Probation Is About More Than Just Performance
The updated guidance recognises that probation periods allow employers to evaluate not only performance, but also overall suitability for the role.
This includes factors such as:
• Professional conduct • Cultural alignment • Ability to function effectively within the organisation
This change reflects the realities of modern workplaces, where technical ability alone is not always enough for long-term success.
A More Practical Approach to Poor Performance
Poor work performance continues to be one of the most misunderstood areas of dismissal.
The updated Code emphasises that employers must consider whether:
• The performance standard was reasonable and achievable • The employee received guidance, training, or support • The employee’s seniority or professional expertise meant they should reasonably have known the required standard. Importantly, senior professionals and highly skilled employees may be held to a higher level of accountability than junior staff.
A Broader Understanding of Incapacity
Traditionally, incapacity referred mainly to ill health or injury.

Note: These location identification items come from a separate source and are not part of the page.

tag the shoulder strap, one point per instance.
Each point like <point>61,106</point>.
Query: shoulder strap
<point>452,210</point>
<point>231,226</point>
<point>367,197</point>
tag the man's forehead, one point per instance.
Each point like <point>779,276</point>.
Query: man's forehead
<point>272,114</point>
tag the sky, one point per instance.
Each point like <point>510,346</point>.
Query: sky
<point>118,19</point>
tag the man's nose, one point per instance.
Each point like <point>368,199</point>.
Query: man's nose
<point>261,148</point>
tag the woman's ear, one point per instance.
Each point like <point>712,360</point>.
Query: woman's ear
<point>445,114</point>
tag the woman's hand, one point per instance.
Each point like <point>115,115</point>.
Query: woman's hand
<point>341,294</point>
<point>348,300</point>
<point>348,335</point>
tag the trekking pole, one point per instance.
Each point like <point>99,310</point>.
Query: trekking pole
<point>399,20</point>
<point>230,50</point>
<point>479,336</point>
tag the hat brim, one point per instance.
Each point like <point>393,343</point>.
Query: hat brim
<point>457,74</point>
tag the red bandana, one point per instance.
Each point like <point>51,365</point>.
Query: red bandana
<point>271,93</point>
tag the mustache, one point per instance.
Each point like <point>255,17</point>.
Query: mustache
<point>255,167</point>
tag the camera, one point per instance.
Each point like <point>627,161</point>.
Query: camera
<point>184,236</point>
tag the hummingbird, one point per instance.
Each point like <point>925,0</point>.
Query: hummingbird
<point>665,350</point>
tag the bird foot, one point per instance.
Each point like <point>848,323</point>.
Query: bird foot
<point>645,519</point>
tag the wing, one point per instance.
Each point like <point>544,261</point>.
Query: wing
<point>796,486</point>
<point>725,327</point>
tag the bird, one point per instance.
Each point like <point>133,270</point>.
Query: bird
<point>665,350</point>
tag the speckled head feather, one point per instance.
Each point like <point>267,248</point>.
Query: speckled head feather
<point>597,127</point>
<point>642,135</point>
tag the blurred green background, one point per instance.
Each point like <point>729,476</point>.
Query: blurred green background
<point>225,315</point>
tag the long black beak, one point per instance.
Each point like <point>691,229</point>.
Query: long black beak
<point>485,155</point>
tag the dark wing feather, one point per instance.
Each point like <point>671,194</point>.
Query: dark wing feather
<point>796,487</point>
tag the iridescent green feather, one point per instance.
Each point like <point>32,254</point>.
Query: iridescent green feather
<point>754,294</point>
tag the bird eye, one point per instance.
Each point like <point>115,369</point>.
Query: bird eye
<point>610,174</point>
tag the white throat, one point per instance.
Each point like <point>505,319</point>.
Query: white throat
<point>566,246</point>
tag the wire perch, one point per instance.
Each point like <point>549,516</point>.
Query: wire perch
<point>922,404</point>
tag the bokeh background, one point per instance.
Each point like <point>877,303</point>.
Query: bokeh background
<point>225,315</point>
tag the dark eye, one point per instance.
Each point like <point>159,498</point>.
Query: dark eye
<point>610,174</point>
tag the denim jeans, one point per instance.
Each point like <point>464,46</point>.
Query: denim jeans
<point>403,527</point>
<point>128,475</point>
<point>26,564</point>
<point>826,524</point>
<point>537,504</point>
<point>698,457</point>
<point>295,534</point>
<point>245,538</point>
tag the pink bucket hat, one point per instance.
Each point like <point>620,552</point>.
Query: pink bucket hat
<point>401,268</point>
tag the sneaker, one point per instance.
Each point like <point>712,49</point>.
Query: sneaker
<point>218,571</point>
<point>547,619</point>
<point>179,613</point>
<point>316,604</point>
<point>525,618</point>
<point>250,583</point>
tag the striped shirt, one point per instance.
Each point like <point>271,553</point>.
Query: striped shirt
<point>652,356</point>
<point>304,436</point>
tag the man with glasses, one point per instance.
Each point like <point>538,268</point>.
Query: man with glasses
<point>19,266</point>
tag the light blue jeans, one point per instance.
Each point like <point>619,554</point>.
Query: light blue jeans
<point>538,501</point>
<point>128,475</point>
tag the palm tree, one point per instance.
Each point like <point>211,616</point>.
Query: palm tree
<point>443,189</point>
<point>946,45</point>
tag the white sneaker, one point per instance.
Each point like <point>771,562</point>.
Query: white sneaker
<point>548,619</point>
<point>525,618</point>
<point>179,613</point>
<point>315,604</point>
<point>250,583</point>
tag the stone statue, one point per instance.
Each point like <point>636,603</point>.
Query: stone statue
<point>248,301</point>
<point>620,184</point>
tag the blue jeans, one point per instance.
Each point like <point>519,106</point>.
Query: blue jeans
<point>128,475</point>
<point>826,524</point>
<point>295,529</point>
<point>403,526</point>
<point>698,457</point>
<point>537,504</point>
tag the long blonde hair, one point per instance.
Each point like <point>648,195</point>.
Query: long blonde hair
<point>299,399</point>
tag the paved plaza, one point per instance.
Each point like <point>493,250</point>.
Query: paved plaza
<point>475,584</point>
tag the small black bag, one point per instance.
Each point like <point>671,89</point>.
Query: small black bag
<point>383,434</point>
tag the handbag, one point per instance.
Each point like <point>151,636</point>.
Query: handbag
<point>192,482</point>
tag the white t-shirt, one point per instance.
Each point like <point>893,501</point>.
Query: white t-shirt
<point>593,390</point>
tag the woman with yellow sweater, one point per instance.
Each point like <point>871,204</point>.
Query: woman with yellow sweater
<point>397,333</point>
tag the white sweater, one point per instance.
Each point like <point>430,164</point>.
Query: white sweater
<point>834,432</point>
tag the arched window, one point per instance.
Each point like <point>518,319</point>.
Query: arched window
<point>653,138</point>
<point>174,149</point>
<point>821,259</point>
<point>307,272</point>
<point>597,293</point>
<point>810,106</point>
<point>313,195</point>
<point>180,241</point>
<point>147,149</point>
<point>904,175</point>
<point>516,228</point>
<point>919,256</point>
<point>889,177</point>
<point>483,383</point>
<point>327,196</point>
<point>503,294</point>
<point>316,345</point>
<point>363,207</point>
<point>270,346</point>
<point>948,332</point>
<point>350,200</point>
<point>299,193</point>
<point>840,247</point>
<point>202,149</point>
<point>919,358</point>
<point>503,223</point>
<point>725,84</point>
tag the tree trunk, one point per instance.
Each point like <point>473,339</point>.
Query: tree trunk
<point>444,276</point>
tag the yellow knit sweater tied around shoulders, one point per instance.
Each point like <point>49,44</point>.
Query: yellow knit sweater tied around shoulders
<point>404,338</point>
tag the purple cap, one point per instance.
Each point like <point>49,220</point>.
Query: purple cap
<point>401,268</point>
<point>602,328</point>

The updated framework recognises that incapacity may also arise from other circumstances, such as:
• Situations where employees are unable to perform their duties due to external constraints • Persistent incompatibility within the workplace
While dismissals on these grounds still require careful handling, the expanded guidance gives employers clearer direction when managing complex employment situations.
Closer Alignment With Retrenchment Processes
The updated Code also introduces guidance on dismissals based on operational requirements, aligning the framework more closely with the requirements already contained in the Labour Relations Act 66 of 1995.
For employers navigating restructuring or retrenchments, this reinforces the importance of:
• Proper consultation • Transparent communication • Fair selection criteria
Failing to follow these principles remains one of the fastest ways to end up in litigation.
The Reality Employers Must Face
In South Africa, procedural mistakes in dismissals are one of the biggest risks facing employers.
Even where misconduct or poor performance is clear, failing to follow a fair process can result in:
• Reinstatement orders • Compensation awards • Lengthy CCMA or Labour Court disputes
Updating internal policies and ensuring managers understand the correct process is no longer optional — it is essential risk management.
Final Thought
Employment law is not static, and organisations that fail to evolve their internal practices often pay the price later.
The updated guidance under the Code of Good Practice on Dismissal provides employers with a clearer roadmap for managing discipline, performance, and operational restructuring.
The question for employers is simple:
Are your internal policies aligned with where South African labour law is going — or where it was ten years ago?